When you add four standoff insulators, you can use these insulted holes for fastening the board with screws to the standoffs to have a nice, safe installation.
There are two large chips situated roughly on the centre of the left of the board (when the board is oriented with the GPIO pins at the top left; see Figure 1-13). The larger one shown is the Broadcom BCM2835 or BCM2836 on the Raspberry Pi 2 or BCM2037 on the Raspberry Pi 3. The other chip provides the Ethernet protocols for networking. You’ll find more information about the what these systems-on-a-chip do in Chapter 12.
FIGURE 1-13: The SoC and USB/Ethernet chips
From its inception, the guiding principle of the Raspberry Pi was to enable and revolutionise the teaching of computer science by providing affordable, accessible hardware. It is certainly achieving this goal successfully through the widespread adoption of the Raspberry Pi as a teaching tool in schools worldwide.

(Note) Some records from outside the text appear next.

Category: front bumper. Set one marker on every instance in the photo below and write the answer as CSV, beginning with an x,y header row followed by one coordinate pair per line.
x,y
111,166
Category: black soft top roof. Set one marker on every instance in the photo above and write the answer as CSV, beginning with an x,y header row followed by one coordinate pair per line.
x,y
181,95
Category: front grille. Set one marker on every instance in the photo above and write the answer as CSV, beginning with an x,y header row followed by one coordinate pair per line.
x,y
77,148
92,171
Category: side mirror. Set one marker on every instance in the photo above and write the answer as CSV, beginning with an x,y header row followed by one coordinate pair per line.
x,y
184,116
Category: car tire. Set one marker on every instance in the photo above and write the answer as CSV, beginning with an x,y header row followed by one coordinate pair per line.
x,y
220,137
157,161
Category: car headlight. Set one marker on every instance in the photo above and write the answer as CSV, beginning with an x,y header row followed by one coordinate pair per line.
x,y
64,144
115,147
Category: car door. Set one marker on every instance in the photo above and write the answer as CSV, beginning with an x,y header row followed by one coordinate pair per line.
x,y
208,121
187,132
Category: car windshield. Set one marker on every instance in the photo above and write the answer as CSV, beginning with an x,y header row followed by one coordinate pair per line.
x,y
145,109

The inspiration and excitement young people find, the lessons they learn and the experiments and projects they complete are significant. We are seeing the birth of a new generation of computer experts.
Something else has also happened. Those of us from prior generations—sometimes called “adults” and sometimes not—discovered the Raspberry Pi. Millions of us enthusiastically explore its incredible power and build various projects using its control functions. We, too, are learning things from this tiny computer, which takes the term “microcomputer” to a much smaller scale than those now-huge old desktops. Consequently, we are setting an example for our children. If adults can have so much fun with the Raspberry Pi, younger people realise they can as well, and so they do.

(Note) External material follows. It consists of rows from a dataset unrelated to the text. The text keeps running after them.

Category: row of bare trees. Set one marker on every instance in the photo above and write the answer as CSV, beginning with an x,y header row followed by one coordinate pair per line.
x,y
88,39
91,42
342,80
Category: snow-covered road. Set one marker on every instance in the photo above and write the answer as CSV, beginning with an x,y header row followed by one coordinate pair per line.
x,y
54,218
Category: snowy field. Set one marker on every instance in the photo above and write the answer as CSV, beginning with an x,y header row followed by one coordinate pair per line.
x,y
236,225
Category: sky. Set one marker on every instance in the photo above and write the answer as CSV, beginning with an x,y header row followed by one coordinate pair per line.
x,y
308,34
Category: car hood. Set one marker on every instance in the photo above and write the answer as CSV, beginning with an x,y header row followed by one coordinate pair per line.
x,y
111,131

So the Raspberry Pi not only inspires the younger, student generation; it makes older generations better and more computer literate. That’s quite a gift.
What happens next? The next great movement, already in progress, is the Internet of Things. Using the Raspberry Pi, your refrigerator, your car—just about every device you can think of—can become wireless and be controlled by small, easily embedded computerised controls. More and more people will continue to adopt and adapt the means of making this automation a reality. With every new release, demand grows for the Raspberry Pi and the things it can do.
In the next few years, computer architecture will continue to shrink while it grows more capable. We yearn for a thumb drive–sized device that has a 24-core CPU running at 15GHz with 10GB of fast memory and a terabyte solid state drive, all on an SoC.
We anticipate that such a device will sport a purple Raspberry logo. It won’t be long now. The future rushes toward us.